Наконец сеймовое время совсем истекло среди волнений и ссор из-за Божьих кривд. Посольская Изба не утвердила еще ни одного постановления, не взирая на просьбы литовских панов и канцлеров, от которых земские послы отделывались воскликами и непристойными выражениями, забывая даже о присутствии короля. По просьбе сенаторов, согласились наконец на продление сейма до 27 мая. Обе законодательные палаты соединились немедленно, и сами «дивились, что сейм начинается в тот день, в который следовало бы ему кончиться». Но и тут был поднят злополучный вопрос о господстве католиков над прочими религиантами.

Евангелики выступили против него сильнее, нежели когда-либо, жалуясь, что все исповедания веры, кроме католического, только терпятся в Польше: ибо, по мнению католиков, велюнский декрет против иноверцев может быть осуществлен во всякое время. Протестанты представляли несправедливости и притеснения со стороны католической партии, а королю припоминали права, конфедерации и его присягу. С своей стороны бискупы вооружались против диссидентов, представляя несправедливости и притеснения, терпимые католиками.
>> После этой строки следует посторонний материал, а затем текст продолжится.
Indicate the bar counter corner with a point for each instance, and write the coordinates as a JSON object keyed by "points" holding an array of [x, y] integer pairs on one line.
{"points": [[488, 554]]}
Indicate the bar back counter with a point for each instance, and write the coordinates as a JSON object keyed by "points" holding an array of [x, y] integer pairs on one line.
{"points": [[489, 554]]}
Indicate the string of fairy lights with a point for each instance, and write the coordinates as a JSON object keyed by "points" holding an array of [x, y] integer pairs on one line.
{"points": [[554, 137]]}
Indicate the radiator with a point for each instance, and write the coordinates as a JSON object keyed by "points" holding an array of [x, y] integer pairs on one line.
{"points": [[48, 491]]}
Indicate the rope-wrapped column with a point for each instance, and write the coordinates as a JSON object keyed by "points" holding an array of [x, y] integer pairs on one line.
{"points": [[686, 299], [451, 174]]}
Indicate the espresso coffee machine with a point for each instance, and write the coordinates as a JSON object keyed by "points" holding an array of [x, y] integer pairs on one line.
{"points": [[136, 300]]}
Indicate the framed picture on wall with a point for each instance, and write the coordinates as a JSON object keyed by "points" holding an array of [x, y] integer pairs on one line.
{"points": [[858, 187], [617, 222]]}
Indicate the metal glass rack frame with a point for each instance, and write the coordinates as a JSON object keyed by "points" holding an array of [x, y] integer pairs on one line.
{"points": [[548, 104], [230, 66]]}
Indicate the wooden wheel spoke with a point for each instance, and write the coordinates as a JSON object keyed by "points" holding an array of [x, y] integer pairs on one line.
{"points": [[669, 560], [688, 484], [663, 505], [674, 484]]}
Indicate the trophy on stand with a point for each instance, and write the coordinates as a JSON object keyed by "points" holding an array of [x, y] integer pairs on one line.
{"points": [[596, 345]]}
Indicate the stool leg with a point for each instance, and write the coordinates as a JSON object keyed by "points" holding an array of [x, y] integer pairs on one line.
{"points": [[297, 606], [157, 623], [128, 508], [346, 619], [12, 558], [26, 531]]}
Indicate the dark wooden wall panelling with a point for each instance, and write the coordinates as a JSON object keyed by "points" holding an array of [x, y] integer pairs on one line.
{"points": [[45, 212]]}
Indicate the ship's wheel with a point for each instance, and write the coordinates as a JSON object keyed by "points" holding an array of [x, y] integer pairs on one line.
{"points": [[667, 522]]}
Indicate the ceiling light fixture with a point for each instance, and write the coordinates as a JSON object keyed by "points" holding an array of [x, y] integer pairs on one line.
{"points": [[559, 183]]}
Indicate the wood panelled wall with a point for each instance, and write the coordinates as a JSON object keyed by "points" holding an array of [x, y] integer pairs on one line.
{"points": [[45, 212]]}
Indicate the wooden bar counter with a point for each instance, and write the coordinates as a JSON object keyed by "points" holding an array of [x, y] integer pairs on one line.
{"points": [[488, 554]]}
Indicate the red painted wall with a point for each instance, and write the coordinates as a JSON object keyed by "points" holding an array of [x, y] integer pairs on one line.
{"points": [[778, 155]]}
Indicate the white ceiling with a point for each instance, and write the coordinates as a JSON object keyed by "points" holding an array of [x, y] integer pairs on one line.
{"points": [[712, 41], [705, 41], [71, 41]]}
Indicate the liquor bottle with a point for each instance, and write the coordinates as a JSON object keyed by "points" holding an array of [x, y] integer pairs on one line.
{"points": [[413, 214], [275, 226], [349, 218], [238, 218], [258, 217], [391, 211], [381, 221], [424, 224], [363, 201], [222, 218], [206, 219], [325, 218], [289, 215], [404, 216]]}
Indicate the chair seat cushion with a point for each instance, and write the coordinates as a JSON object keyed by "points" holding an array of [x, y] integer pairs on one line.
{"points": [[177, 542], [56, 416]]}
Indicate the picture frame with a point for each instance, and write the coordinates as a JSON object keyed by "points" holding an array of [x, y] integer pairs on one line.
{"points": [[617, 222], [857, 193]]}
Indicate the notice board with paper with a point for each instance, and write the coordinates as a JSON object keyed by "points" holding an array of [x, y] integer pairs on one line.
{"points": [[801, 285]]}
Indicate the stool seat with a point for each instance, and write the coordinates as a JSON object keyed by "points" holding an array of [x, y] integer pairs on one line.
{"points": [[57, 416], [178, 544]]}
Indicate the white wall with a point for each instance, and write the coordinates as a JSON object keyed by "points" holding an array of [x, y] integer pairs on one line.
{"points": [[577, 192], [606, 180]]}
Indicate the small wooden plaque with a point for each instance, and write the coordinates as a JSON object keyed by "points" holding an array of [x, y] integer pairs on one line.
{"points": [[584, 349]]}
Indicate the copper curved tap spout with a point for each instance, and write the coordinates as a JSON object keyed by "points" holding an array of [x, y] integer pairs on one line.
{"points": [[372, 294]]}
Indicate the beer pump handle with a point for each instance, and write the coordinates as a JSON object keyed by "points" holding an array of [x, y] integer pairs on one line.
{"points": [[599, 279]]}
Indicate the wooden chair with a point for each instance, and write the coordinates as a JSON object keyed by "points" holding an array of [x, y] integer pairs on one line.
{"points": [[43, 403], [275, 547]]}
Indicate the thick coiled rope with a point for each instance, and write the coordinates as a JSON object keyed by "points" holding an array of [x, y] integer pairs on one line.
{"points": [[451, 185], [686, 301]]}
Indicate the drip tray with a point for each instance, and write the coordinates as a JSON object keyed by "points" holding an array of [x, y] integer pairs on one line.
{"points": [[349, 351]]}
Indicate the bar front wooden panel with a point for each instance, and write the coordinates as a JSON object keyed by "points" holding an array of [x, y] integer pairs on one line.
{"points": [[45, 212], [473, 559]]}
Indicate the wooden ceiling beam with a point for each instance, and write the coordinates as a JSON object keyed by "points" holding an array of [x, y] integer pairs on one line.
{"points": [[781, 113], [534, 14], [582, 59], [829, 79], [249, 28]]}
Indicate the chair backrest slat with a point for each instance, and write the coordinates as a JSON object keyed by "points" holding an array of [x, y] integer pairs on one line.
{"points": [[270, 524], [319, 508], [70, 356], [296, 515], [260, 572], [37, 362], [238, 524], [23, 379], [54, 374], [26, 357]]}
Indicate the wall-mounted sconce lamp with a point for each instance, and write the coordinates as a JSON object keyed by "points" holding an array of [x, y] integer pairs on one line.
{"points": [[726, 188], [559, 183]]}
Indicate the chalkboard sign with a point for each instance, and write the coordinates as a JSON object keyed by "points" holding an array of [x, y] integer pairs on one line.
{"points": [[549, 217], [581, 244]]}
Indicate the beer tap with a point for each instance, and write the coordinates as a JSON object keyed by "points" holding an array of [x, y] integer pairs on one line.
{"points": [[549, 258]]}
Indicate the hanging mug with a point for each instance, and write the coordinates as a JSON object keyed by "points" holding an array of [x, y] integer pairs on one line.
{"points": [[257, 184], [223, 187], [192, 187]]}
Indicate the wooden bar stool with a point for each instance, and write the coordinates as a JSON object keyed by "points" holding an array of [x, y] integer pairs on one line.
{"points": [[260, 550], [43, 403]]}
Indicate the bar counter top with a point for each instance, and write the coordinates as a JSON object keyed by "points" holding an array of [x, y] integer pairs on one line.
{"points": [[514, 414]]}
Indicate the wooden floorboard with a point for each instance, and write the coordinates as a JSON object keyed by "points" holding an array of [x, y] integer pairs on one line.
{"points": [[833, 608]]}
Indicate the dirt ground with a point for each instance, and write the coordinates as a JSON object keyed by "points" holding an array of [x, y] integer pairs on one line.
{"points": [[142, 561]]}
Оссолинский был умереннее всех и говорил против католиков за бесчинства, которые они себе позволяли, но и он не признавал за иноверцами, кроме спокойствия и безопасности, сохраняемых терпимостью, никаких прав, не только равенства. «В государственных делах» (говорил он) «вы равны с католиками на основании конфедерации, и не имеете причины жаловаться, ибо занимаете высшие должности наравне с католиками, но занимаете лишь потому, что вы шляхта, а не потому, что вы разноверцы. Ради вашей религии никто не стал бы входить с вами в конфедерацию». Наконец король объявил, что желает оставить Речь Посполитую в том же положении, в каком ее нашел, и не видит надобности в новых постановлениях.